Pros: A fungal apocalypse with a touch of cosmic horror!
Rating: 5 out of 5

William Meikle’s (novella? Short novel? Not sure which) Fungoid introduces us to a fungal apocalypse. Jim Noble is on hand when the first drops of greasy rain begin to fall–the ones filled with spores of some unknown fungus. He has protective clothing due to being on a rapid response team, but most other people don’t. When Rebecca Lovatt realizes this is in the rain, she rushes to her kids’ school, worried they may be outside playing. Her husband, Shaun, discovers a logging camp where all the flora has become rotted and black, and the people inside the camp are dead–taken over by brown fungus. He’s determined to make it back to Becca and the kids, no matter what it takes. Meanwhile, mycologist Rohit Patel studies samples of the fungus inside his lab, and comes to the conclusion that this was engineered. Maybe not for this purpose, but engineered nonetheless.

Things are not wrapped up in a bow at the end of this story. We have some idea of where the fungus came from, how it works, and what affects it, but the world isn’t settled yet. It works. To me the most intriguing parts are those exploring how the fungus functions, but of course it’s always interesting to watch the Lovatts try to get back together again. Rohit and Irene (the server from the cafeteria in the building where Rohit works) were my favorite characters; they had a lot of personality to them.
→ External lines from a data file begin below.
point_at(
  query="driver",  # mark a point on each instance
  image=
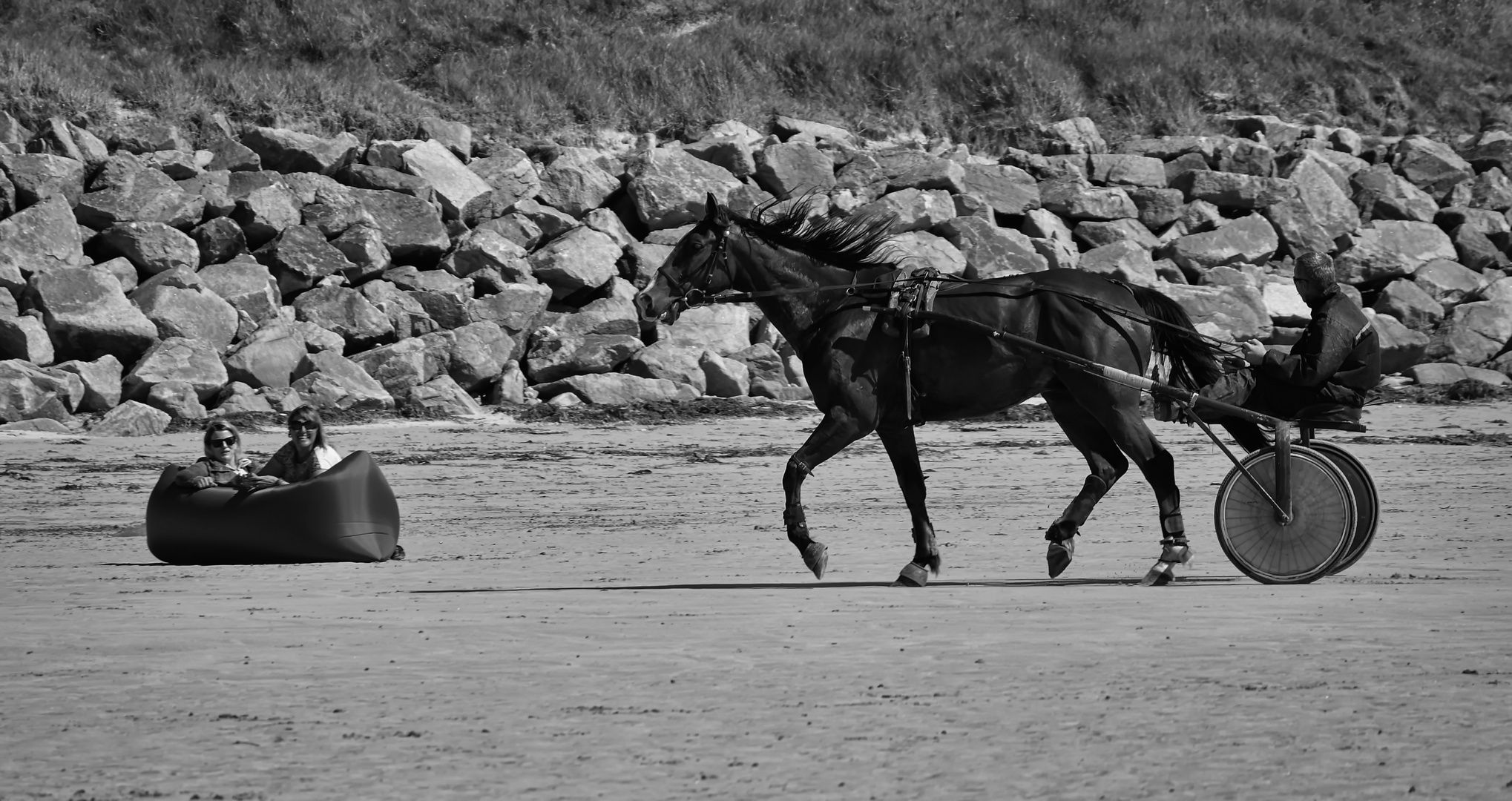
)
(1334, 365)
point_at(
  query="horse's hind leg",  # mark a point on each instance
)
(1105, 464)
(904, 455)
(838, 429)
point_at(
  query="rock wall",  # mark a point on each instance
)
(151, 277)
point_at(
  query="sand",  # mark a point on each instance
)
(614, 613)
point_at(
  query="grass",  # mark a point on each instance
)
(980, 71)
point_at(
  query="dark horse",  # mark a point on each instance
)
(814, 282)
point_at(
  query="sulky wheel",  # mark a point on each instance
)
(1367, 504)
(1296, 552)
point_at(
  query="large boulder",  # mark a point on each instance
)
(332, 381)
(268, 357)
(668, 186)
(454, 183)
(1473, 333)
(345, 312)
(1236, 310)
(88, 314)
(102, 383)
(292, 151)
(132, 419)
(176, 358)
(575, 183)
(35, 239)
(1388, 250)
(578, 260)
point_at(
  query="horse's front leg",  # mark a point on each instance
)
(837, 431)
(904, 455)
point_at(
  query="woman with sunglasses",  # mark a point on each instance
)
(223, 463)
(303, 457)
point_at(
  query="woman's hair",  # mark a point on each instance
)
(221, 425)
(307, 413)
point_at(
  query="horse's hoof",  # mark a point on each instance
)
(912, 576)
(1059, 556)
(817, 555)
(1160, 575)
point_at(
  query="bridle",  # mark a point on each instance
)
(696, 288)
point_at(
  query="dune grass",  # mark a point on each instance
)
(973, 70)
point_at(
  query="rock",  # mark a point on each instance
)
(725, 377)
(100, 380)
(575, 183)
(514, 307)
(176, 358)
(668, 188)
(1443, 374)
(1446, 282)
(486, 248)
(179, 399)
(1401, 346)
(38, 237)
(552, 355)
(1245, 241)
(1473, 333)
(188, 312)
(1433, 167)
(412, 228)
(454, 183)
(291, 151)
(680, 363)
(1125, 170)
(1097, 233)
(88, 316)
(1124, 260)
(144, 195)
(1405, 301)
(300, 257)
(445, 396)
(1236, 310)
(268, 357)
(153, 247)
(220, 239)
(990, 250)
(345, 312)
(1381, 194)
(920, 248)
(1388, 248)
(457, 136)
(265, 212)
(246, 285)
(479, 355)
(579, 260)
(409, 363)
(1236, 191)
(42, 176)
(29, 392)
(332, 381)
(132, 419)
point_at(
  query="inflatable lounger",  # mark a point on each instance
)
(346, 514)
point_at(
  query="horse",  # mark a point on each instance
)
(821, 282)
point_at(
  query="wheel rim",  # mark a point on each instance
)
(1367, 504)
(1302, 550)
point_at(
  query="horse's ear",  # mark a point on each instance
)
(714, 214)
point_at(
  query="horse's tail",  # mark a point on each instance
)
(1194, 358)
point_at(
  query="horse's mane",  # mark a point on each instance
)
(855, 243)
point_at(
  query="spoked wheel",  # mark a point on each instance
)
(1367, 502)
(1298, 552)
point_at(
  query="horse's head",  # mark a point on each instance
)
(697, 266)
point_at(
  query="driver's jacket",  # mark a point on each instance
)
(1338, 354)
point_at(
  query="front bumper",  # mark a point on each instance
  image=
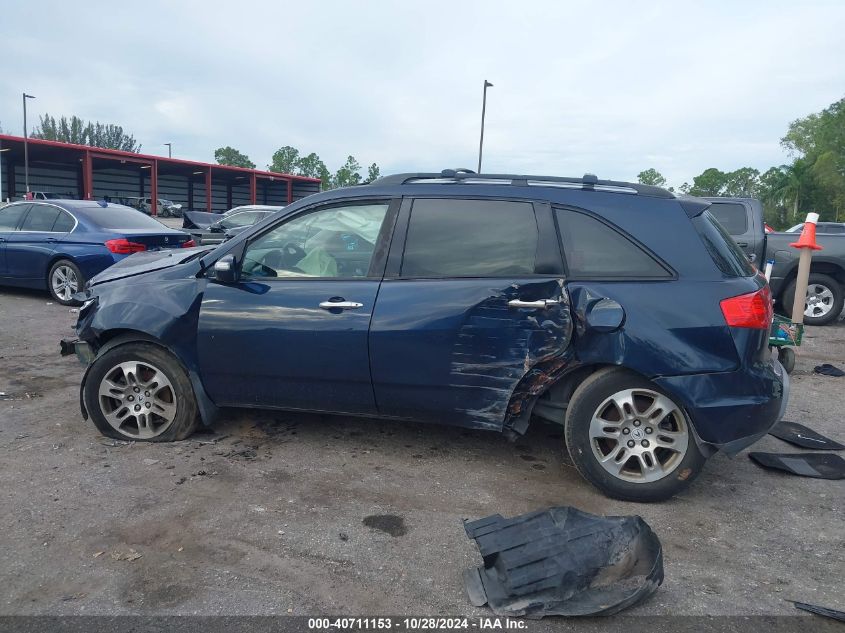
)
(732, 410)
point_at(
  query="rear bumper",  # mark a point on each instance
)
(732, 410)
(82, 350)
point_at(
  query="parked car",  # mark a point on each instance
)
(44, 195)
(832, 228)
(165, 208)
(211, 228)
(743, 220)
(616, 310)
(60, 244)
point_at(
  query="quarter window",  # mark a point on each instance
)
(40, 218)
(595, 249)
(10, 217)
(732, 216)
(470, 238)
(333, 242)
(64, 223)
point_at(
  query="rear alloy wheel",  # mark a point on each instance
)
(629, 439)
(140, 392)
(824, 299)
(64, 280)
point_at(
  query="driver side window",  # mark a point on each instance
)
(329, 242)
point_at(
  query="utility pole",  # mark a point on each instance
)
(487, 84)
(25, 143)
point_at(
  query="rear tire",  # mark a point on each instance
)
(64, 279)
(141, 392)
(827, 295)
(629, 439)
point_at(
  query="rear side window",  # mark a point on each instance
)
(470, 238)
(727, 256)
(64, 223)
(40, 218)
(595, 249)
(732, 216)
(10, 217)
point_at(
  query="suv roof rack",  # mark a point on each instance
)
(588, 182)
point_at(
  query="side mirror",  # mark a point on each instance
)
(225, 269)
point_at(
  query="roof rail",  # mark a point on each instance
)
(588, 182)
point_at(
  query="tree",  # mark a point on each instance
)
(784, 187)
(75, 130)
(651, 177)
(711, 182)
(311, 166)
(742, 183)
(348, 174)
(232, 157)
(285, 160)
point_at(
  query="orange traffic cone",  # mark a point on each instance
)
(808, 234)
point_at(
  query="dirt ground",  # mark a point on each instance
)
(274, 513)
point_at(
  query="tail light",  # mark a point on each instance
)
(123, 246)
(753, 310)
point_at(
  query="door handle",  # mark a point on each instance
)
(341, 305)
(540, 304)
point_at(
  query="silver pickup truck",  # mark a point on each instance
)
(743, 219)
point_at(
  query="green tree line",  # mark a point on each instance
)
(813, 181)
(95, 134)
(289, 160)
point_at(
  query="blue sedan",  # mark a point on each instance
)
(60, 244)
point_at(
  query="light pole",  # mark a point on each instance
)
(487, 84)
(25, 143)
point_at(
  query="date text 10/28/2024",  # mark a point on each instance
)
(416, 624)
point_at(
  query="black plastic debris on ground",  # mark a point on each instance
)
(562, 561)
(800, 435)
(827, 369)
(818, 465)
(828, 613)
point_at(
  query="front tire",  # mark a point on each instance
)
(824, 299)
(630, 439)
(139, 391)
(63, 281)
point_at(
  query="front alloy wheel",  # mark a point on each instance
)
(139, 391)
(137, 400)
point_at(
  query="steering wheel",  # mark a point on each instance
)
(292, 254)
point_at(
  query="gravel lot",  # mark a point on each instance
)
(272, 513)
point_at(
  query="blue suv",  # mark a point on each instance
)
(619, 311)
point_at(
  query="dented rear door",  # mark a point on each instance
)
(473, 304)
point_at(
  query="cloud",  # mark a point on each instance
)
(611, 88)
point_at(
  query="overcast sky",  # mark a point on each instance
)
(609, 88)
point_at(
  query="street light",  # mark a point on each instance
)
(25, 143)
(487, 84)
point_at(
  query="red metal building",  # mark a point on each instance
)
(83, 172)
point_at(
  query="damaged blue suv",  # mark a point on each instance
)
(619, 311)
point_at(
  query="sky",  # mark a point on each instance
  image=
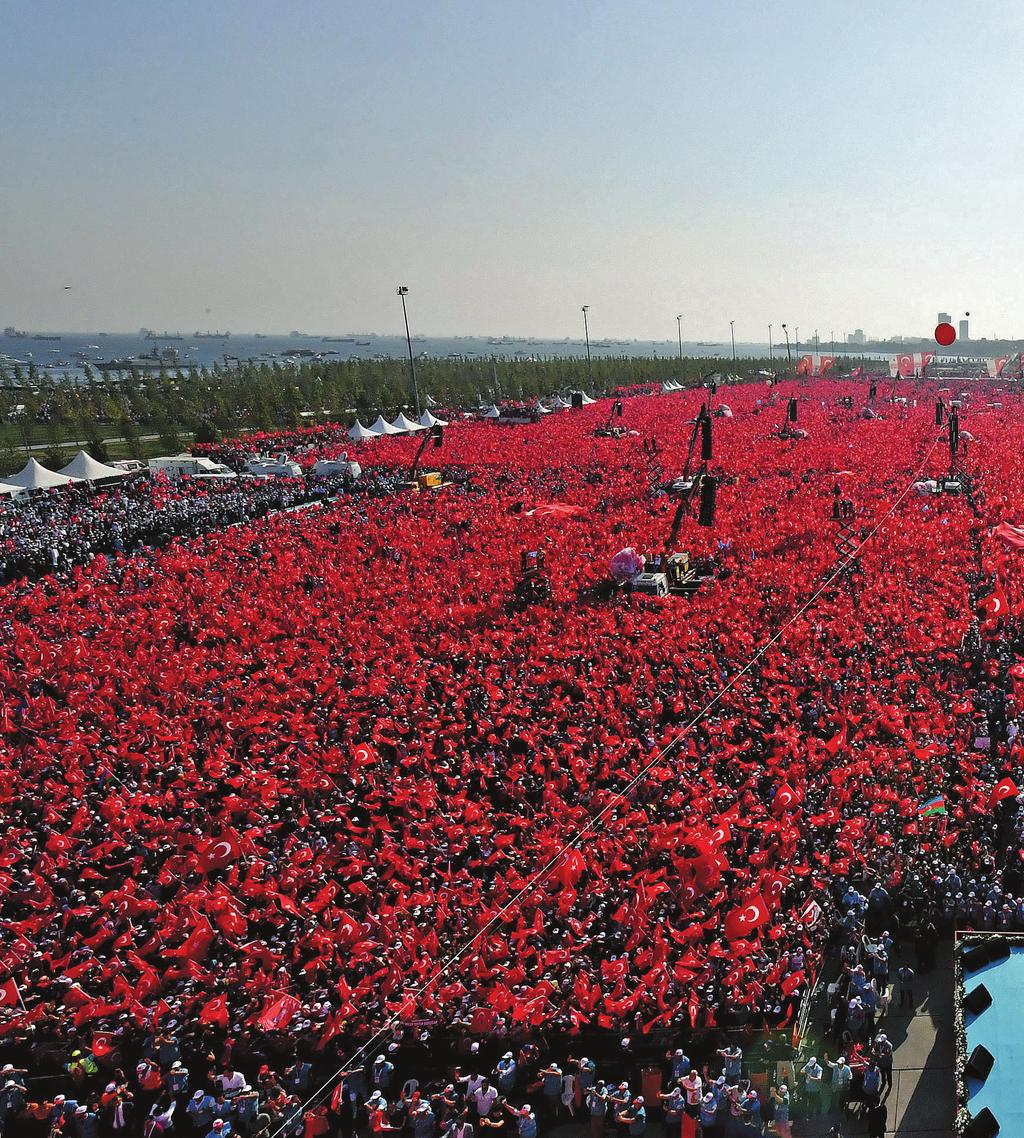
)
(266, 166)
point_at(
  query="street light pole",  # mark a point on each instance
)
(403, 289)
(587, 335)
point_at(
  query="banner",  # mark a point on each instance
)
(815, 364)
(910, 363)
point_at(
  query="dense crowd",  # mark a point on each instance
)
(263, 784)
(50, 532)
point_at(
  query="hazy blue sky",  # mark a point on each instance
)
(286, 165)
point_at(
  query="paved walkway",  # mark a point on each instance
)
(922, 1101)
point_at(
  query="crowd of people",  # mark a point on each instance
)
(51, 532)
(311, 781)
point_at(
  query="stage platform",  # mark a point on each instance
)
(998, 1029)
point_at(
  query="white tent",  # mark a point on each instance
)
(88, 469)
(35, 477)
(360, 433)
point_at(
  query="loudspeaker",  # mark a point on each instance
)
(982, 1126)
(975, 957)
(998, 948)
(977, 999)
(705, 439)
(980, 1063)
(709, 487)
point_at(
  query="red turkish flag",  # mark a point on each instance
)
(279, 1013)
(785, 799)
(741, 922)
(219, 852)
(9, 995)
(792, 982)
(215, 1011)
(993, 608)
(1006, 788)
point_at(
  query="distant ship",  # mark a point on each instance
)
(15, 335)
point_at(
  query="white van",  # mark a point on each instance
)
(343, 466)
(189, 466)
(278, 466)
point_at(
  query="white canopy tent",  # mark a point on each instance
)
(88, 469)
(33, 476)
(360, 434)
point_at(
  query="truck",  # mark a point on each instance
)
(343, 466)
(189, 466)
(274, 466)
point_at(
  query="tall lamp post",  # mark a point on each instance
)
(403, 289)
(587, 335)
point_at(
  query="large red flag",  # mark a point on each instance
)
(9, 996)
(1006, 788)
(215, 1011)
(740, 923)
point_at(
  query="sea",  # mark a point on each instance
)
(68, 352)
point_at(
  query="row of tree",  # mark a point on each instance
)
(208, 403)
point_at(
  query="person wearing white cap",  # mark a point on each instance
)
(634, 1116)
(505, 1073)
(381, 1073)
(781, 1108)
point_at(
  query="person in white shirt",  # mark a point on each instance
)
(484, 1098)
(692, 1086)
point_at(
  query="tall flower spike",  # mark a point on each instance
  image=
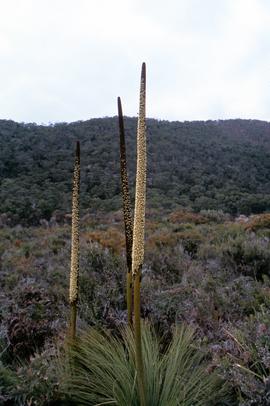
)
(126, 209)
(138, 234)
(75, 238)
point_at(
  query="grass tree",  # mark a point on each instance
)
(138, 231)
(103, 371)
(75, 252)
(126, 209)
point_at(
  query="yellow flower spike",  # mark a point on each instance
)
(126, 209)
(138, 233)
(75, 249)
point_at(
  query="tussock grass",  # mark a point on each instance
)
(101, 369)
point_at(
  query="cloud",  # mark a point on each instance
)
(67, 60)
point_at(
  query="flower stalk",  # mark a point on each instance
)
(126, 210)
(138, 232)
(75, 240)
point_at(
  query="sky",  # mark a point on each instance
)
(68, 60)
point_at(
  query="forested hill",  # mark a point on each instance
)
(202, 165)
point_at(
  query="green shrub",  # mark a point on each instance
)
(100, 369)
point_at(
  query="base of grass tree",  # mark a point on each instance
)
(101, 369)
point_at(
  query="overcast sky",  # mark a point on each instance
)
(67, 60)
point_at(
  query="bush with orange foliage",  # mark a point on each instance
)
(258, 222)
(183, 216)
(110, 238)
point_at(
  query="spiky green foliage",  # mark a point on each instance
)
(74, 267)
(101, 370)
(126, 209)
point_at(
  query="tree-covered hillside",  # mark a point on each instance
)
(202, 165)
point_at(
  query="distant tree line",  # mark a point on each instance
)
(222, 165)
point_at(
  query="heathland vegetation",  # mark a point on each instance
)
(197, 330)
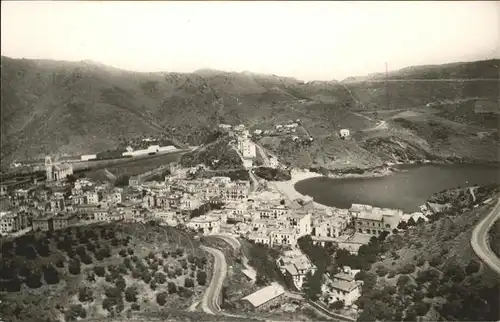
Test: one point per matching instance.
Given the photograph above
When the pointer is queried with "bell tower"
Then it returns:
(48, 168)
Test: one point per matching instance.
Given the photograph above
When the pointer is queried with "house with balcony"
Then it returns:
(205, 224)
(296, 265)
(374, 221)
(343, 287)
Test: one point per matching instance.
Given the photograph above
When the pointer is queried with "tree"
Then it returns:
(71, 178)
(85, 294)
(100, 271)
(382, 271)
(51, 275)
(146, 276)
(337, 305)
(436, 261)
(188, 282)
(402, 225)
(172, 287)
(261, 279)
(201, 277)
(34, 280)
(12, 285)
(403, 280)
(472, 267)
(74, 266)
(161, 298)
(120, 283)
(421, 308)
(312, 285)
(160, 278)
(131, 294)
(75, 311)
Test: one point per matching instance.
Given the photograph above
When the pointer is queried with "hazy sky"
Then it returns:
(306, 40)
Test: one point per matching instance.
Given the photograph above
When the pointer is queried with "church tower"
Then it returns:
(48, 168)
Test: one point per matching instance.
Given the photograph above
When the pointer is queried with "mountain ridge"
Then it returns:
(51, 107)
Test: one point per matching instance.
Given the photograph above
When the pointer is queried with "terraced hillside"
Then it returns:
(51, 107)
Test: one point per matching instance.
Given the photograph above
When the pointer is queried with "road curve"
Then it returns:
(479, 240)
(210, 302)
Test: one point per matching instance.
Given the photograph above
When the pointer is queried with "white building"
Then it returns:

If you’re familiar with William Meikle’s other work, you’ll note a couple of familiar threads that point to a strain of cosmic horror associated with this fungus–the reference to “dancing in the dark” and the visions of the Blue Hills. It remains at a somewhat surface level, though, which feels right for this particular story.

There’s plenty of tension in here. People die, people fight for their lives, and civilization strives to maintain. It’s a very enjoyable work.